Now for the next letter:

"ASIA BREWERY Incorporated
"January 11, 1982
"Minister Roberto V. Ongpin
"The Board of Investments
"Buendia Avenue Extension
"Makati, Metro Manila
"This refers to our letter dated Jan. 4, 1982, addressed to His Excellency President Ferdinand E. Marcos requesting for a duty and tax free importation of 100 million Pcs. Glass bottles. We were advised that His Excellency has endorsed this matter to your good office for appropriate action.
"In line with the government’s policy in restricting the flow of dollars out of the country, we are amenable to reducing our request to import 60 million pcs. Glass bottles instead of the 100 million pcs. And that this importantion will ;not exceed the amount of Australian Dollars -- 6.0 million. We would, however, appreciate your immediate action on our said request as we need said bottles urgently in order to meet the demand of our new beer product in the market. Although the 60 million pcs. may not be sufficient to last up to the time when our glass bottling plant will be in full production, we are willing to cooperate with our government’s economic policies.
"We wish to assure you that this will be the last time for us to make such a request because our own glass-making plant will be in full operation by April this year. By that time, we will not only stop importation, but go into the exportation of glass bottle and beer products as well.
"(sgd) LUCIO C. TAN
"Chairman of the Board"

Again, a note on the upper right-hand corner of the letter, handwritten and signed by Marcos:

"12 Jan 1982
"To Gov Laya and Com. Farolan,
"I believe we can approve
"the request so that we can
"keep our policy credible --

Nota bene: (1) Although the letter is written by Lucio Tan to Roberto V. Ongpin as BOI chair, it has Marcos’s marginal note on it addressed to CB Governor Jaime Laya, and presumably Commissioner of Customs Ramon Farolan. Which suggests that Tan, impatient of Ongpin’s inaction (note that the letter refers to an earlier Jan. 4 letter to Marcos that the latter endorsed to Ongpin), went to Marcos again and asked for a more direct intervention. Which request Marcos complied with. (2) Reading between the lines, it looks like Ongpin balked at granting tax and duty-free importation of 100 million glass bottles, which is why Tan brought it down to 60 million. (3) Per the letter, this is not the only time Tan asked for the tax and duty-free exemptions, but he was assuring that it would be the last time. And (4) Clearly Tan was using his direct line to Ferdinand Marcos with impunity.

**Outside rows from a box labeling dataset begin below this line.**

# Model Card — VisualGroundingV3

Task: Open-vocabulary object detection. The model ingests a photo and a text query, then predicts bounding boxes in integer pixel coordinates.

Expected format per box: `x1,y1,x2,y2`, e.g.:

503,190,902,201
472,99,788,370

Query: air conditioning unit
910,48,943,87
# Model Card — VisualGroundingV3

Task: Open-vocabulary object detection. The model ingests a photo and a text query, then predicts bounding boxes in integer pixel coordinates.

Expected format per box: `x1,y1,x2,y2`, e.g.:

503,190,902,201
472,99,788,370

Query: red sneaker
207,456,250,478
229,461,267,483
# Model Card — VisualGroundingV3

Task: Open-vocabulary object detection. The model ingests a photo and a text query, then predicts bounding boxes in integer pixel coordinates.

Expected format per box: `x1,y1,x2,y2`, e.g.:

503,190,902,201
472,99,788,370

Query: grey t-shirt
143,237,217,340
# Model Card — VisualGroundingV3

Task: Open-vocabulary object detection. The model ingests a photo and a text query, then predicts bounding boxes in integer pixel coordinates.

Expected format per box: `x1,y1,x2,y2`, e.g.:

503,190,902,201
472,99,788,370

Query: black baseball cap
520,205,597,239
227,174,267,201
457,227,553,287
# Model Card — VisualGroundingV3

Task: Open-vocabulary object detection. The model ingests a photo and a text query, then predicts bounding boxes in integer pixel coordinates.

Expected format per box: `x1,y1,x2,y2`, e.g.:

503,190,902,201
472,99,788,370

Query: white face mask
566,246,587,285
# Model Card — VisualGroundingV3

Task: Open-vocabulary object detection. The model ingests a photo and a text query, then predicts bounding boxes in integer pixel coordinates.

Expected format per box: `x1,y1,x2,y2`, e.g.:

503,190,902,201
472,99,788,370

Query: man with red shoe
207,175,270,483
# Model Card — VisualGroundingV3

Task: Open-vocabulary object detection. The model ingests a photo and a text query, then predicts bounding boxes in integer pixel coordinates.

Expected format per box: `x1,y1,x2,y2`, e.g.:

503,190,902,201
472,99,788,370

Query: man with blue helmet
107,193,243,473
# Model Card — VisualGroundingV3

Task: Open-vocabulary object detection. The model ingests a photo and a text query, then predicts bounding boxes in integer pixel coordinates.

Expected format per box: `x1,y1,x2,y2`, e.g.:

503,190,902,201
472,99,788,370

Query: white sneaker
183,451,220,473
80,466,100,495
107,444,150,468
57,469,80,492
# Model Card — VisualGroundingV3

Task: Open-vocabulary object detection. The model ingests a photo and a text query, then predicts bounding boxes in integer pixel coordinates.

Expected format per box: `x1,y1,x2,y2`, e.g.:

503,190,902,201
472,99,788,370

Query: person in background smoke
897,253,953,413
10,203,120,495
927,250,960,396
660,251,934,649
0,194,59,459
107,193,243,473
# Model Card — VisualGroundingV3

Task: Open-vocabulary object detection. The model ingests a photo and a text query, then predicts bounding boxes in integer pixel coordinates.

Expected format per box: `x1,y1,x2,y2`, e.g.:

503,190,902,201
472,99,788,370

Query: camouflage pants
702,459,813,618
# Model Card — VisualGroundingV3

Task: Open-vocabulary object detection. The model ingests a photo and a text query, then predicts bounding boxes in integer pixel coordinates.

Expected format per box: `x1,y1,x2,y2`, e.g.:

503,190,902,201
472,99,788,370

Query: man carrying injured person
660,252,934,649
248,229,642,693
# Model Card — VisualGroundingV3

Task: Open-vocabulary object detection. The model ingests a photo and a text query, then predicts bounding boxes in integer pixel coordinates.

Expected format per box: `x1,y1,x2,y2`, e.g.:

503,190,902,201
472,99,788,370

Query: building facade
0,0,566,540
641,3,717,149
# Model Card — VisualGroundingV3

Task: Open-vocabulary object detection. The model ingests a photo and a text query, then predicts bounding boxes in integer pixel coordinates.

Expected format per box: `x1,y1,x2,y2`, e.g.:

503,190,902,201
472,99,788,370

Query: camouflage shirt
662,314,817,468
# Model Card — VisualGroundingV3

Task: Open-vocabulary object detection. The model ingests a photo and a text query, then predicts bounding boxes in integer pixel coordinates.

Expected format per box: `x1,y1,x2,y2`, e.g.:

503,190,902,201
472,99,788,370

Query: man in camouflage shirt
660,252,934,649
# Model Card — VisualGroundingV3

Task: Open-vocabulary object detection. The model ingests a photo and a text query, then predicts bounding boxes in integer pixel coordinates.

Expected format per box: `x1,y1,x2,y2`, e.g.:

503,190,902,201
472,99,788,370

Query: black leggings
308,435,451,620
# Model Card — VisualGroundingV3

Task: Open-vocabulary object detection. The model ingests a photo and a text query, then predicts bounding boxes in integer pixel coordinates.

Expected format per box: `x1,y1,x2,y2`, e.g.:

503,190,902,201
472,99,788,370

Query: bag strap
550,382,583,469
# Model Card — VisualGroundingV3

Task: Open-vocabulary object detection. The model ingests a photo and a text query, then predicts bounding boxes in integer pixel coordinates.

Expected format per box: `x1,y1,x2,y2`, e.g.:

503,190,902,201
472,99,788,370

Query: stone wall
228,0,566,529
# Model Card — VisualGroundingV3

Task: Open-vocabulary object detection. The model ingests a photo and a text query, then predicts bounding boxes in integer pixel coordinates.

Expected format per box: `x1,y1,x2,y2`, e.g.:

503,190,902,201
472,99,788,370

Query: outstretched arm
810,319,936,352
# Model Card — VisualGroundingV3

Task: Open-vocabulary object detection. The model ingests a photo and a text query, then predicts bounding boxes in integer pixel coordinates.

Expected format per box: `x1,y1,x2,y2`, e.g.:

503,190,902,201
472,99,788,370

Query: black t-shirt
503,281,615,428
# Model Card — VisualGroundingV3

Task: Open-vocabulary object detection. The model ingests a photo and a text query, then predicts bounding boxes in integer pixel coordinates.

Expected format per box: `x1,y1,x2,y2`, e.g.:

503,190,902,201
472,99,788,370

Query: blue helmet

With these two documents, one repeats the questions: Does anyone think Ferdinand Marcos favored Tan to this humongous extent for any other reason than that he considered Tan his dummy? Does the PCGG really think that the case against Tan -- with Imelda admitting the relationship -- is weak? If your answer to both questions is yes, please tell me immediately -- there’s a bridge in Brooklyn that is for sale.